“La Campania perde migliaia di posti di lavoro ogni settimana e il governo, invece di parlare di ammortizzatori sociali e di politiche di sviluppo, insegue ipotesi surreali come quella della banca del Sud”. Così il candidato alla segreteria regionale del Pd, Leonardo Impegno, che ha accompagnato l’europarlamentare Sergio Cofferati in un giro in Campania per appoggiare la mozione Franceschini (prima un dibattito sulla sanità all’ospedale Cardarelli, poi visita agli stabilimenti della Whirlpool di via Argine e della “Grimaldi carpenteria” di Pozzuoli).

“Il governo – secondo Cofferati – sull’economia e l’occupazione, che sono le vere priorità del Paese, e soprattutto del Mezzogiorno, si affida all’improvvisazione”. Un centrodestra che, secondo l’ex leader della Cgil, può essere sconfitto politicamente solo da “un partito di massa moderno che sia veramente nuovo e riformista, così come lo disegna Franceschini.
Mi preoccupo, invece, quando vedo proporre forme di partito già note”. Anche perché il mondo è cambiato: “Quando sono entrato nel Pci – spiega, – negli anni ’70, il partito aveva più di un milione e mezzo di iscritti, oggi il Pd ne ha solo 400mila” per questo, invece “di incolpare i nostri elettori accusandoli di non partecipare, dobbiamo dotarci di strumenti nuovi di partecipazione, a cominciare dalle primarie che vanno utilizzate sempre e comunque per scegliere i dirigenti e i candidati”. Il rinnovamento di cui c’è bisogno in tutto il Paese, conclude, “è ancor più necessario in Campania. Rinnovare, però, non significa affidare le responsabilità a un giovane, seppur incompetente. Per questo, in Campania, la mozione Franceschini punta su Leonardo Impegno, che alla giovinezza affianca una solida esperienza politica e istituzionale”.
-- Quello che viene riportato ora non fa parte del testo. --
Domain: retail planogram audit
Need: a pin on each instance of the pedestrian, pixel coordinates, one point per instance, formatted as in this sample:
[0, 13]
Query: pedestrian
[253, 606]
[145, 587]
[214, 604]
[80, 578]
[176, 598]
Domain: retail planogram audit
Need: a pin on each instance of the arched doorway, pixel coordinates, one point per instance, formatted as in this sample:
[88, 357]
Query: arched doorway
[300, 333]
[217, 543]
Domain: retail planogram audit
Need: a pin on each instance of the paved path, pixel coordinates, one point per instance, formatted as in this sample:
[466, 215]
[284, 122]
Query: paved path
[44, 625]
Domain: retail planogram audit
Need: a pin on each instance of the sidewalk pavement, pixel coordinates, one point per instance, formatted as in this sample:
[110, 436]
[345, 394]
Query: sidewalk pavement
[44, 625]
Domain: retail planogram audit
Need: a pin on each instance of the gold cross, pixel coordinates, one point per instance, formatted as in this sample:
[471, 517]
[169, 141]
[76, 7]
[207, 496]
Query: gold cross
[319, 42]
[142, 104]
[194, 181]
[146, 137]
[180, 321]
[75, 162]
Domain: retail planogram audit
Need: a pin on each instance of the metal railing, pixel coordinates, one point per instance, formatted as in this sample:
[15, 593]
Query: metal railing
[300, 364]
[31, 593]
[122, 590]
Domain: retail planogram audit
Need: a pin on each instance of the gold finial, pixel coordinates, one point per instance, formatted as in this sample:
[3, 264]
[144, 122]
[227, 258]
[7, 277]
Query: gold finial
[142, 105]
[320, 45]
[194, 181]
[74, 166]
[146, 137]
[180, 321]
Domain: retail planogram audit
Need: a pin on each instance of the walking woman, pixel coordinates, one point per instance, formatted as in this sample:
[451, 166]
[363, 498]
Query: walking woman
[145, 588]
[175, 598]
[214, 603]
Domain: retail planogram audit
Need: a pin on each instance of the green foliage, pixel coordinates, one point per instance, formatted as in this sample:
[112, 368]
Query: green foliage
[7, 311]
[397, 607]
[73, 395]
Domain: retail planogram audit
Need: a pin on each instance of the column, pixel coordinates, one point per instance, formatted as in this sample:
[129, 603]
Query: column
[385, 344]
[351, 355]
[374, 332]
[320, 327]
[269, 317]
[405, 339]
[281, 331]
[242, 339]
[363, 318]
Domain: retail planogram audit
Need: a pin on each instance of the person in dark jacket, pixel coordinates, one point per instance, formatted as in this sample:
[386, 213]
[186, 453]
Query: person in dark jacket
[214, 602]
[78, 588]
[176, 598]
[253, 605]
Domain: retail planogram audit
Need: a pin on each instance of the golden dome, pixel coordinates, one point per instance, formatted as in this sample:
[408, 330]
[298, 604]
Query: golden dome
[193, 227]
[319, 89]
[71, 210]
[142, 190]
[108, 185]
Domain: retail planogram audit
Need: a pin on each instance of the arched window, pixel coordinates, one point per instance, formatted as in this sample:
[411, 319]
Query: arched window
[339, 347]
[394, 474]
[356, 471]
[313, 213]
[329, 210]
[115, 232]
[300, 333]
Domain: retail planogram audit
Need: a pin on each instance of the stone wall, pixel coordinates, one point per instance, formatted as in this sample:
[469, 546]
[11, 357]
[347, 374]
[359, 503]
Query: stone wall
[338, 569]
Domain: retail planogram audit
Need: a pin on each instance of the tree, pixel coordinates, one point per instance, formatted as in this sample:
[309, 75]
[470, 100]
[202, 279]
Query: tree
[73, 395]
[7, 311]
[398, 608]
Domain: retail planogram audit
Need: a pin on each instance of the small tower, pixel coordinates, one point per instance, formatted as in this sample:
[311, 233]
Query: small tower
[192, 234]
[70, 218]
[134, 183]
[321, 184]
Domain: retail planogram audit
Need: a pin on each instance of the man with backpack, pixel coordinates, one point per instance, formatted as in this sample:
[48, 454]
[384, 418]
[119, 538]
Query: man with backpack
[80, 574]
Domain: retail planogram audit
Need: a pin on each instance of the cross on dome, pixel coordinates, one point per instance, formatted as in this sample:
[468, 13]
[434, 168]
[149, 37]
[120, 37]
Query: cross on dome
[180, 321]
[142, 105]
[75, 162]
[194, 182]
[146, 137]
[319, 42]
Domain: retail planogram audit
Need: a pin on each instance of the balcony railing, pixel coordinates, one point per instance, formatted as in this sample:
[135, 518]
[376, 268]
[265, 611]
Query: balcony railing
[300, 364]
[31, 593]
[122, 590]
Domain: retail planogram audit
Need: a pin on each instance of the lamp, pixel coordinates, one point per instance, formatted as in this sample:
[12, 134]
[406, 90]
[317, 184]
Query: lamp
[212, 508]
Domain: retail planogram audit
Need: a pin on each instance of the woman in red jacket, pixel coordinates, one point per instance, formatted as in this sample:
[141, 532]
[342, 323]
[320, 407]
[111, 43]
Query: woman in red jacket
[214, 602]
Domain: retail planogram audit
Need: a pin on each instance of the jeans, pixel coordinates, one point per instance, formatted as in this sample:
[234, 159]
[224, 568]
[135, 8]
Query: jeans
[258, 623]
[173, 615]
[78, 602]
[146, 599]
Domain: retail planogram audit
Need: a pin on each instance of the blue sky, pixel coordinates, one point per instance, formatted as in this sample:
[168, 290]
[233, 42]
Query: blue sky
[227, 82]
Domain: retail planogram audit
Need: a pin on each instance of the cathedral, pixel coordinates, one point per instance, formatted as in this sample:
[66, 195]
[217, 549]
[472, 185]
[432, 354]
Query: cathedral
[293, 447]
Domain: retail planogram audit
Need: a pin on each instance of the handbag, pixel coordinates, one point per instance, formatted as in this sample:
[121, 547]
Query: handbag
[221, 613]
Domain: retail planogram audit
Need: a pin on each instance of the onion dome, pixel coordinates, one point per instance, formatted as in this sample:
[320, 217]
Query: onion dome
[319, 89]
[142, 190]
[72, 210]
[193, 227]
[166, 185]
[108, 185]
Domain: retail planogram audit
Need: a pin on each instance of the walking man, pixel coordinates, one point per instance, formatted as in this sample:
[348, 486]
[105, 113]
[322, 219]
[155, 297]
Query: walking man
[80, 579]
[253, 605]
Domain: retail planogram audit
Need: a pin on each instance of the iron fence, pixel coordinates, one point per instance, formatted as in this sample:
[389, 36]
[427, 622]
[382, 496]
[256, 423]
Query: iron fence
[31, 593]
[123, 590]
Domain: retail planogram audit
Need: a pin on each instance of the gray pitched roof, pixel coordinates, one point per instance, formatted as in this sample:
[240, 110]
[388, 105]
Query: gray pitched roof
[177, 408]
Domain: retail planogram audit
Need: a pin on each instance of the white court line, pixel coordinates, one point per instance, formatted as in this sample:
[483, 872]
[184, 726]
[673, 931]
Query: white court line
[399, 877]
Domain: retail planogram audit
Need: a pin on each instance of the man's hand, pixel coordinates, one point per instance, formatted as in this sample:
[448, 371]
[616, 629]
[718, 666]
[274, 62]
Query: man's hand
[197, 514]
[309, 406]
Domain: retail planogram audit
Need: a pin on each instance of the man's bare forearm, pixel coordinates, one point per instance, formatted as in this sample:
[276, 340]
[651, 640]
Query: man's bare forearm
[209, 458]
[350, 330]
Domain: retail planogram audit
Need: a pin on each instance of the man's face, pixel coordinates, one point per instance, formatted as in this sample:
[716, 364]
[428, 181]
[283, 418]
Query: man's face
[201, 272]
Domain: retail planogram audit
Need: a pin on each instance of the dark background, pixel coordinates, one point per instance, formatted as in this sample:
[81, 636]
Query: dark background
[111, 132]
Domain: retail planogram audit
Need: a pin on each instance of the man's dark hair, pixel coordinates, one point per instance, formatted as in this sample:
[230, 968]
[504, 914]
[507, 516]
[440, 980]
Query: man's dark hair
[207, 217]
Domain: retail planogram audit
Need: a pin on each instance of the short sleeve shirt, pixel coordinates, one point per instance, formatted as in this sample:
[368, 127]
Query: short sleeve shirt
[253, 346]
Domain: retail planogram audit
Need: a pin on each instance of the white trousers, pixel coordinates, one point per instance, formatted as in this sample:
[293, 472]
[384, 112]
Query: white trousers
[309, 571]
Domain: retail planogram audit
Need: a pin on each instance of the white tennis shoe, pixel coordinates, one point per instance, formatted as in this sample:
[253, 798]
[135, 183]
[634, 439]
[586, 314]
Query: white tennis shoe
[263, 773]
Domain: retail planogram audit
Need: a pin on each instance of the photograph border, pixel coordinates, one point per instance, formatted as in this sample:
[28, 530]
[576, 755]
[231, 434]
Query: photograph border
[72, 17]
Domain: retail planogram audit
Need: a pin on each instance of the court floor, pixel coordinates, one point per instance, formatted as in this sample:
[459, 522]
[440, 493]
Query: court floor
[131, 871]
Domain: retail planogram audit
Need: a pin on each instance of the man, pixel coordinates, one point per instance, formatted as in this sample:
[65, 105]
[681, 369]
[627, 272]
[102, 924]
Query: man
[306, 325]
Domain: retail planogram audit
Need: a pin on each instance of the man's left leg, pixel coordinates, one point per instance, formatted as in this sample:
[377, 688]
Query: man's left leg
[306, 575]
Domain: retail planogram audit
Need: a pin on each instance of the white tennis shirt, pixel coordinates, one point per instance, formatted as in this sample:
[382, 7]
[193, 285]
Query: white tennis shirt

E Impegno, per la Campania, ribadisce il no “a un’unità di facciata” che mortifica il dibattito interno. “Quando dalle primarie uscirà il vincitore – afferma – saremo tutti uniti nel sostenerlo, ma ora è necessario un confronto vero e chiaro sul merito delle questioni in campo: a cominciare dalla sanità, che è una delle principali note dolenti, perché è evidente a tutti che i campani pagano più tasse di altri cittadini italiani e godono di una sanità peggiore. Ci vogliono manager autonomi dalla politica, valutati sui risultati ottenuti sia sul piano economico che su quello della qualità delle prestazioni erogate. Così come è necessario razionalizzare il sistema. Dove ci sono molti ospedali vicini, è assurdo che ognuno faccia tutto e il contrario di tutto: le funzioni devono essere integrate”. Infine, è indispensabile riportare la sanità sul territorio. “Uno dei costi maggiori – conclude Impegno – viene dall’enorme quantità di ricoveri impropri nei grandi ospedali per attività terapeutiche che potrebbero essere svolte, a costi più bassi, o in assistenza domiciliare o attraverso presidi leggeri polifunzionali decentrati, capaci di offrire anche interventi in day hospital”.